There appears to be a finite range of frequencies between roughly
500 and 6,000 Hz where the large airways behave as nearly rigid
conduits and the acoustical effects of the individual branching
segments are not dominant. It is over this limited frequency range
where the complicated branching network can be approximately
represented as a flanged "horn" and where its composite acoustical
properties reflect the total cross-sectional area of the
airways.
Accordingly, there is a need for an improved method and system for
acoustically sensing a leak in the seal between a tube or catheter
within a body and the body cavity against which it is sealed and to
assist the user in adjusting the system until the leak has been
substantially sealed. In addition, there is a need for establishing
system parameters to be used thereafter to maintain the system in
an operating state that will substantially prevent leakage, all
using a noninvasive acoustic technique. However, in view of the
prior art at the time the present invention was made, it was not
obvious to those of ordinary skill in the pertinent art how the
identified needs could be fulfilled.
IV. SUMMARY
A leak detection system and method for tube or catheter placement
is disclosed. The system and method of the present disclosure
conveniently utilize the microphone in the waveguide connected to
the ETT to detect sounds indicative of leakage past the ETT cuff.

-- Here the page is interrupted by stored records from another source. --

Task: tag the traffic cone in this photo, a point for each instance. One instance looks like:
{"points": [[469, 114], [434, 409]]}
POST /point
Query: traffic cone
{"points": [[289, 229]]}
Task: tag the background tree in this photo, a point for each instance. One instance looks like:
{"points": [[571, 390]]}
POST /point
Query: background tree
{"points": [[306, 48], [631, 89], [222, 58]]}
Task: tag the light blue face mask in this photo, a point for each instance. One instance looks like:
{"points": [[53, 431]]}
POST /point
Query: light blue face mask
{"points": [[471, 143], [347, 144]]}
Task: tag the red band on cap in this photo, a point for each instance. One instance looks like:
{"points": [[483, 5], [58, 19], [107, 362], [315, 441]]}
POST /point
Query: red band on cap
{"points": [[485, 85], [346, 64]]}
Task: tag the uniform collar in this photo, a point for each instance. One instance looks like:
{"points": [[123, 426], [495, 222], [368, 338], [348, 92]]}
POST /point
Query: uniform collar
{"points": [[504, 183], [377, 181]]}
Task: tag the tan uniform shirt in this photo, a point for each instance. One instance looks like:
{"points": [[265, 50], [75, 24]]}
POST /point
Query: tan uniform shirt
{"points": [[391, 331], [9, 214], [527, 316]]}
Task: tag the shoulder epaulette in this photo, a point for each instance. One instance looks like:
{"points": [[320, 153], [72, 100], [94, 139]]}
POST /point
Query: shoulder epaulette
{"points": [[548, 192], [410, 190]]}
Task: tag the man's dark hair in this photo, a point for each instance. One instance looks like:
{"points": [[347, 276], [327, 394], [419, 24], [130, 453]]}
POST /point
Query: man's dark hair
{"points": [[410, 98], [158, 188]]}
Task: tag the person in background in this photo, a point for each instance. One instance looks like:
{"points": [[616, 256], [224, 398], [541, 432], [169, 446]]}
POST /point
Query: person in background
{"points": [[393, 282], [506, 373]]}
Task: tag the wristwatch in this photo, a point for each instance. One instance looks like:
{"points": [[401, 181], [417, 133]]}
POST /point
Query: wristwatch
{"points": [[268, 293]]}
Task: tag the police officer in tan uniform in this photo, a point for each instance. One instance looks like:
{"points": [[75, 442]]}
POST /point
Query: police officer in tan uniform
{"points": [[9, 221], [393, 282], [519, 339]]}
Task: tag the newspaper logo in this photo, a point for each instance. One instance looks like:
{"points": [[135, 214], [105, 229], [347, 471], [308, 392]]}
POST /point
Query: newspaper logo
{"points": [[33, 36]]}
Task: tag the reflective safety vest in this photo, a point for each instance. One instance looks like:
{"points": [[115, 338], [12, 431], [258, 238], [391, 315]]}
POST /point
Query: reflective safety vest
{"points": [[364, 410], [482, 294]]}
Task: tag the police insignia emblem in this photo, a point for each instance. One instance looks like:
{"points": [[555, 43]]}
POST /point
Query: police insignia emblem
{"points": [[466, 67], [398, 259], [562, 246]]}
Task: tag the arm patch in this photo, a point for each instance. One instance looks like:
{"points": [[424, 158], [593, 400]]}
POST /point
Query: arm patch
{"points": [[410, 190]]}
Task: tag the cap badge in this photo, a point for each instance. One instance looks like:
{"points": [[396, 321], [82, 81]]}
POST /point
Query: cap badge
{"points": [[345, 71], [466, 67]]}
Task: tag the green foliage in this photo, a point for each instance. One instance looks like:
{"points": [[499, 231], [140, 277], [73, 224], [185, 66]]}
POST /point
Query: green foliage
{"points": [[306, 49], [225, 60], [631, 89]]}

Alternatively, another microphone independent of the microphone
used to guide placement of the ETT may be used. The noninvasive
system and method of the present disclosure are therefore able to
assist the user in creating an adequate seal between the ETT and
the trachea (or between any other tube or catheter and a body
cavity into which it has been inserted) and assist in maintaining
the seal once it has been established. Furthermore, the system has
no moving parts, and can be easily understood and operated by
skilled clinicians.
According to one aspect of the present disclosure, the system may
be configured for acoustically detecting the sounds caused by
fluids (such as air or other gases) leaking past a cuff sealing a
tube or catheter against the walls of an anatomical conduit.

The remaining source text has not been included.